— За полицией побежала, — печально констатировал дядька Терентий.

— Это вряд ли, — спокойно возразил Нарышкин, опять устраивая возню с дверным ключом. — Она в такую пору на улицу и нос сунуть побоится.

— Не больно ли Вы ее, сударь, того? — поежился Степан Афанасич.

— Ничего. У нее была хорошая выучка, да вот, видать, немного подзабылась. Муж ее покойный, Сила Тимофеевич Завынкин, царствие ему небесное, бывало, только так с ней и обращался. Иную аргументацию не признавала…

Нарышкин покосился на полутемный коридор, в котором маячили белесые пятна лиц приличных людей, и громко объявил:

— А ну-ка, господа, всем спать! Ступайте по койкам! Считаю до трех. Кто не спрятался, я не виноват!

Тут же послышался шум закрываемых дверей, лязг запираемых засовов, и спустя минуту «приличных людей» словно метлой вымело — весь дом погрузился в тишину.

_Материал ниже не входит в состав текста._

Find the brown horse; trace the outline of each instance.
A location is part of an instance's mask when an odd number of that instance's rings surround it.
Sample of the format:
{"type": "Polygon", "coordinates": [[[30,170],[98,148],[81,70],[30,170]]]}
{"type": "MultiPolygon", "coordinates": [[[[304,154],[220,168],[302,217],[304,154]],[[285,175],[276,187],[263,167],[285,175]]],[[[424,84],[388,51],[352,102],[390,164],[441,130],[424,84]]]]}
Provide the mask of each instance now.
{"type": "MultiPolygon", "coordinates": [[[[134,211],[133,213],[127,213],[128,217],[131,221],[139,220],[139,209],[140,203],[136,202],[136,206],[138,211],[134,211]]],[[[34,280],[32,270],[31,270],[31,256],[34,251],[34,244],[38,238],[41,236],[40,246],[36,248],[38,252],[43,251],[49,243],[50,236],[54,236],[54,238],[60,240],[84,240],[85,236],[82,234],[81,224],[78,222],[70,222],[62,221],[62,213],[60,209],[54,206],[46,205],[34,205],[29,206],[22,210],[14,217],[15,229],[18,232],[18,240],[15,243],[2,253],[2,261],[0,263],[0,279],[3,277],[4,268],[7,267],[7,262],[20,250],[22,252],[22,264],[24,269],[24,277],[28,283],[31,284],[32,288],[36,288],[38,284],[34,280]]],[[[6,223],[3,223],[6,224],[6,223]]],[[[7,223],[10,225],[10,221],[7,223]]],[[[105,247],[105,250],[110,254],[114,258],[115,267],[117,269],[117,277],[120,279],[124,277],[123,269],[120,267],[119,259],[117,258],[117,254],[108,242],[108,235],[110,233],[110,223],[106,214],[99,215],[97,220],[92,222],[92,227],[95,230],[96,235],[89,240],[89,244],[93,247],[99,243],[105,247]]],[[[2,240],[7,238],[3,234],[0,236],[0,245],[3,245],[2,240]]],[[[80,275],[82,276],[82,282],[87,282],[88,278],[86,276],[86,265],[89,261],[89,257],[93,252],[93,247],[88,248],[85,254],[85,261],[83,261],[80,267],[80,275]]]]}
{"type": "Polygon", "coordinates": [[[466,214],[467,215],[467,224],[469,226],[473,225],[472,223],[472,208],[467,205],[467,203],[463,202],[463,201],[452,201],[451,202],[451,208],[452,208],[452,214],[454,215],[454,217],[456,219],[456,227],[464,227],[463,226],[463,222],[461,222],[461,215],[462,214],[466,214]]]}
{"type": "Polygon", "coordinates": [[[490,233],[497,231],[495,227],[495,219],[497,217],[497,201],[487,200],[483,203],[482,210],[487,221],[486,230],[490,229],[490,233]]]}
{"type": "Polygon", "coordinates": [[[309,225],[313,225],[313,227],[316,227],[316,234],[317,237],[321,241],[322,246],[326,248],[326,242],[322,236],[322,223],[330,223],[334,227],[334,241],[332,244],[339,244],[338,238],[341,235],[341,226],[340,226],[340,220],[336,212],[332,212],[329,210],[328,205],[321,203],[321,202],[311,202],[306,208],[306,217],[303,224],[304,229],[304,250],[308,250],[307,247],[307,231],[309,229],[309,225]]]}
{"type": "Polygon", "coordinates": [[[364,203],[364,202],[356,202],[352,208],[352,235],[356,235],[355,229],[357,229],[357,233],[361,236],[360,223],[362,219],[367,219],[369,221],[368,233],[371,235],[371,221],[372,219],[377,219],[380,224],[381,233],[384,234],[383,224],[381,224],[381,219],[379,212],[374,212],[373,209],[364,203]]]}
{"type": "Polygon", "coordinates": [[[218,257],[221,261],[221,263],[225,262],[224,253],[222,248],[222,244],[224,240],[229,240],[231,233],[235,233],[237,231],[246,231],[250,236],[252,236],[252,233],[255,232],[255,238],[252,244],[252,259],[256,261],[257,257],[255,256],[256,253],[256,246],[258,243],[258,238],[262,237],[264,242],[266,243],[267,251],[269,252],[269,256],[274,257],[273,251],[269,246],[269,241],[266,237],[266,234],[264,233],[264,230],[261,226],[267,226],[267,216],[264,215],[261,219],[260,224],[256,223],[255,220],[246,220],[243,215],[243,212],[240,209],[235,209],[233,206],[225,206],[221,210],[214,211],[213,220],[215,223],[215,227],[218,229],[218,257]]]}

— Прошу вас, входите, — Сергей открыл наконец свою дверь и впустил всю компанию в квартиру.

Глава третья

УГОВОР ДОРОЖЕ ДЕНЕГ

«И надо же случиться на беду,

Что он тогда лишь свой заметил промах,

Как уж вошел. „Ну, — думает, — уйду!“

Не тут-то было! Уж давно в хоромах

Народу тьма — стоит он на виду…»

(А. К. Толстой)

Первым в квартиру вошел Терентий. Он затеплил еще несколько свечей, и в комнате стало светлее.

— Ну вот, располагайтесь, — Нарышкин указал гостям на продавленный диван. — Терентий, голубчик, принеси-ка воды, пусть Степан кровь обмоет, ну и полотенца там какие-нибудь. Да, вот еще что, еда у нас найдется?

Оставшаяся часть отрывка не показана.